Search Documents requests support a featuresMode parameter that provides more detail about a BM25 relevance score at the field level. Whereas the @searchScore is calculated for the document all-up (how relevant is this document in the context of this query), featuresMode reveals information about individual fields, as expressed in a @search.features structure. The structure contains all fields used in the query (either specific fields through searchFields in a query, or all fields attributed as searchable in an index).

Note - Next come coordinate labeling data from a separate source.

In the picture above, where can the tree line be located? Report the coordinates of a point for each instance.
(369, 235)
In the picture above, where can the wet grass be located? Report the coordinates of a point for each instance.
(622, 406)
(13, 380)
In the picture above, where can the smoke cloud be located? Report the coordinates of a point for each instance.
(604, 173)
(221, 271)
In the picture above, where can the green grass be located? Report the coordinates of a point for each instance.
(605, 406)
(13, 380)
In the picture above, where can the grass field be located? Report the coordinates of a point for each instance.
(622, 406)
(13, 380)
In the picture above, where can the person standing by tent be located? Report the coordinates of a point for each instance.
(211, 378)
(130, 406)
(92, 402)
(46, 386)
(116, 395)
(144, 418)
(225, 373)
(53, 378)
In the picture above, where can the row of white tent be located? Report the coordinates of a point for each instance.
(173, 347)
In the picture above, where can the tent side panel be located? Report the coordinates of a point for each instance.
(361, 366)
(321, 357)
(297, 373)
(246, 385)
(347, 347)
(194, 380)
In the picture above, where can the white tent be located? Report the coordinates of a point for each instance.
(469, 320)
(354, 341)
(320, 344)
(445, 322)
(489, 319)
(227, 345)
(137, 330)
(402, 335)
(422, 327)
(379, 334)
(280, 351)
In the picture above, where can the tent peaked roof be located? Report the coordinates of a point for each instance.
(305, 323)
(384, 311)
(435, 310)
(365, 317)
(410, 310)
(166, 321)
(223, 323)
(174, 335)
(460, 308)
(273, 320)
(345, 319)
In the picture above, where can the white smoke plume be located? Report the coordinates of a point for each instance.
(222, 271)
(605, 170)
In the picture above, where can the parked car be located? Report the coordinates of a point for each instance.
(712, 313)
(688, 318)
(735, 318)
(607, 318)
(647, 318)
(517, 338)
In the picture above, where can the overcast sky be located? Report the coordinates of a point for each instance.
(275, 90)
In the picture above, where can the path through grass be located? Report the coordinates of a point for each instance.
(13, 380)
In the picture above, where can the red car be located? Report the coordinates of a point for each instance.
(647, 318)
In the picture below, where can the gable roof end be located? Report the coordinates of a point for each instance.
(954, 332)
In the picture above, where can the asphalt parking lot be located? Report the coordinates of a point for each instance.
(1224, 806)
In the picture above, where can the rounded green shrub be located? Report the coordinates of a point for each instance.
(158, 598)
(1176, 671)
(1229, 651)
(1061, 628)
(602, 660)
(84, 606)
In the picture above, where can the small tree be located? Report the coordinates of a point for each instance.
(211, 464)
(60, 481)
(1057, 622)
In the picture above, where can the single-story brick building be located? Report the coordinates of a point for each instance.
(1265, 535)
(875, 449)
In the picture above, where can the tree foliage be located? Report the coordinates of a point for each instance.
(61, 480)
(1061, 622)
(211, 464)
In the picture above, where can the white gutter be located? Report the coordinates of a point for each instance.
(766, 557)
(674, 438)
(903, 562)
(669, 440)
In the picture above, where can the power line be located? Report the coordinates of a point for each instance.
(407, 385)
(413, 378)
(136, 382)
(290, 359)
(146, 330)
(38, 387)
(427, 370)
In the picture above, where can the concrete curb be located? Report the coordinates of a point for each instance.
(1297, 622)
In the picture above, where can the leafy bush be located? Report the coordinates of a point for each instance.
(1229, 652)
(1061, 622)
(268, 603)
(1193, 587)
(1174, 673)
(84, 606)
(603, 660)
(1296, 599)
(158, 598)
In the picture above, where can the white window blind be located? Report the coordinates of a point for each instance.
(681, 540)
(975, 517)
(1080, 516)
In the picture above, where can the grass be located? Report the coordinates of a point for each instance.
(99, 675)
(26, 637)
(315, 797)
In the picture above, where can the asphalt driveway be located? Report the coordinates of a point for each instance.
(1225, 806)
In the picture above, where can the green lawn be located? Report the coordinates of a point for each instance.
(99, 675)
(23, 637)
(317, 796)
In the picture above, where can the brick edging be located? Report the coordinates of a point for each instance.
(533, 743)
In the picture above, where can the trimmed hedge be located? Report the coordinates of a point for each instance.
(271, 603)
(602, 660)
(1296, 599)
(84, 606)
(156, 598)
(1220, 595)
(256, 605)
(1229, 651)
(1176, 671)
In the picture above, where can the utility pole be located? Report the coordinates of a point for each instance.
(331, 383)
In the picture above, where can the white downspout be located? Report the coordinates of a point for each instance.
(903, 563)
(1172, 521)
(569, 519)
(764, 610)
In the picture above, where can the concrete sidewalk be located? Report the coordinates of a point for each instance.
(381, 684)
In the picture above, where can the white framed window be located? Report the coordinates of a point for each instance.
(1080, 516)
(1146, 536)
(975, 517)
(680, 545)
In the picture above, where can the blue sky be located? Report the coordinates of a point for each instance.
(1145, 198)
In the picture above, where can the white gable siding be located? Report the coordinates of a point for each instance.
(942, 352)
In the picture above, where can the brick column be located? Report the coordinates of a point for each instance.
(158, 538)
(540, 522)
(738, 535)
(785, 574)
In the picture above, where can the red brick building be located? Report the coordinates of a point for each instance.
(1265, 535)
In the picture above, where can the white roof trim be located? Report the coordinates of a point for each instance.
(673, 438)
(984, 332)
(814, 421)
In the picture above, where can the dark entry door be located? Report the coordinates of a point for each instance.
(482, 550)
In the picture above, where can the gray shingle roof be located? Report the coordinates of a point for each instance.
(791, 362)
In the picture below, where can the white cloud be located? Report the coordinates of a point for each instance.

For each field, @search.features give you the following values:

  • Number of unique tokens found in the field
  • Similarity score, or a measure of how similar the content of the field is, relative to the query term
  • Term frequency, or the number of times the query term was found in the field

For a query that targets the "description" and "title" fields, a response that includes @search.features might look like this:

"value": [
 {
    "@search.score": 5.1958685,
    "@search.features": {
        "description": {
            "uniqueTokenMatches": 1.0,
            "similarityScore": 0.29541412,
            "termFrequency" : 2
        },
        "title": {
            "uniqueTokenMatches": 3.0,
            "similarityScore": 1.75451557,
            "termFrequency" : 6
        }
    }
 }
]

You can consume these data points in custom scoring solutions or use the information to debug search relevance problems.

The featuresMode parameter isn't documented in the REST APIs, but you can use it on a preview REST API call to Search Documents for text (Keyword) search that's BM25-ranked.

Number of ranked results in a full text query response

By default, if you aren't using pagination, the search engine returns the top 50 highest ranking matches for full text search. You can use the top parameter to return a smaller or larger number of items (up to 1,000 in a single response). You can use skip and next to page results. Paging determines the number of results on each logical page and supports content navigation. For more information, see Shape search results.

Full text search is subject to a maximum limit of 1,000 matches (see API response limits). Once 1,000 matches are found, the search engine no longer looks for more.